Im Könizbergwald in Niederwangen BE ist im Februar 2022 die Leiche von Lisa M.* (†8) gefunden worden. Rund zwei Jahre später – am 13. Juni 2024 – wurde ihre Mutter Erika M.* (33) zu einer lebenslangen Haftstrafe wegen Mordes erstinstanzlich verurteilt. Blick berichtete damals live über den gesamten Prozess aus dem Gericht.

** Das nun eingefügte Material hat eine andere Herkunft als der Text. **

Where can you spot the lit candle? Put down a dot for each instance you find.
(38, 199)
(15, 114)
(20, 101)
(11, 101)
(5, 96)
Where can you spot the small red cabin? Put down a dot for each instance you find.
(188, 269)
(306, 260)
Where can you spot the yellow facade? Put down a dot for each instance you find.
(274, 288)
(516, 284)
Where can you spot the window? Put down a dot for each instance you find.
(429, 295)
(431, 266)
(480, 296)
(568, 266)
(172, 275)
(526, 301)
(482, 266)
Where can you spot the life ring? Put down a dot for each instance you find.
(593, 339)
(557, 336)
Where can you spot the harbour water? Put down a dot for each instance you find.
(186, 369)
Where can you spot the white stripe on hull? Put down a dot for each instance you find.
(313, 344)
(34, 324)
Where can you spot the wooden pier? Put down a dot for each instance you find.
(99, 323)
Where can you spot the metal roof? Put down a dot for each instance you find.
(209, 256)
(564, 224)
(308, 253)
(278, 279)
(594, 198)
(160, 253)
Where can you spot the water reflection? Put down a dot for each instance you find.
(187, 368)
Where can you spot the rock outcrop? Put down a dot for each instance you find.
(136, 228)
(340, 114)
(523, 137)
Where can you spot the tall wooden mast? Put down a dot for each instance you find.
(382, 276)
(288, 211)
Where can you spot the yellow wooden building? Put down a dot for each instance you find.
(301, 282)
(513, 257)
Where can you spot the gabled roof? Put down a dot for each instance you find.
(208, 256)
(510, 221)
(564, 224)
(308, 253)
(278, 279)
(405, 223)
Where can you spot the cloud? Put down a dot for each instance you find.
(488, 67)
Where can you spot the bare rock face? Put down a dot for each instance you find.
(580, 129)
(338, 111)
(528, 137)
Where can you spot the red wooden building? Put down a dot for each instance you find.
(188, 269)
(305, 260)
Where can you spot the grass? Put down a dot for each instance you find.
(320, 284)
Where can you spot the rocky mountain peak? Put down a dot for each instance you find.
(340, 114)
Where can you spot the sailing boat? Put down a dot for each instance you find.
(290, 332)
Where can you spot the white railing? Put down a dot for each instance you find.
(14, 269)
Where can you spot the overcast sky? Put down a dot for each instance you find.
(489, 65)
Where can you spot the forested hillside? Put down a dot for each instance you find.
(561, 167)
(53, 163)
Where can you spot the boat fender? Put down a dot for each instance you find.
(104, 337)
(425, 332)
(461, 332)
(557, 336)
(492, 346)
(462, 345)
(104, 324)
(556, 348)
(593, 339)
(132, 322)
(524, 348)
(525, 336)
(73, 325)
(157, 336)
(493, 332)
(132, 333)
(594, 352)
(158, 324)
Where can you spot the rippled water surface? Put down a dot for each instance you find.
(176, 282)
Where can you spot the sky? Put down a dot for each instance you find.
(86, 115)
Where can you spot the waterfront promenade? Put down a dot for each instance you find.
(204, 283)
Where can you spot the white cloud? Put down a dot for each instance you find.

Nun erklärt sich Erika M. als Justizopfer und geht in Berufung. Die Verhandlung ist für den 17. März angesetzt. Das Berner Obergericht als zweite Instanz hat die Urteilsverkündung für den 24. März angesetzt.

Das Regionalgericht Bern-Mittelland war überzeugt: Erika M. hat ihre Tochter heimtückisch ermordet. Es folgte damit der Anklage, die der Mutter vorwarf, die Achtjährige in der Abenddämmerung zu einer gemeinsam gebauten Baumhütte gelockt und dort mit einem Stein erschlagen zu haben. Das Motiv: Sie sei mit dem Muttersein überfordert gewesen und ihre Tochter habe Liebesbeziehungen erschwert.

Im Doku-Podcast «Elena» der «Zeit» wird der Fall neu beleuchtet. Erika M. kommt selbst zu Wort und kämpft gegen das Urteil. Blick beleuchtet die wichtigsten Aussagen.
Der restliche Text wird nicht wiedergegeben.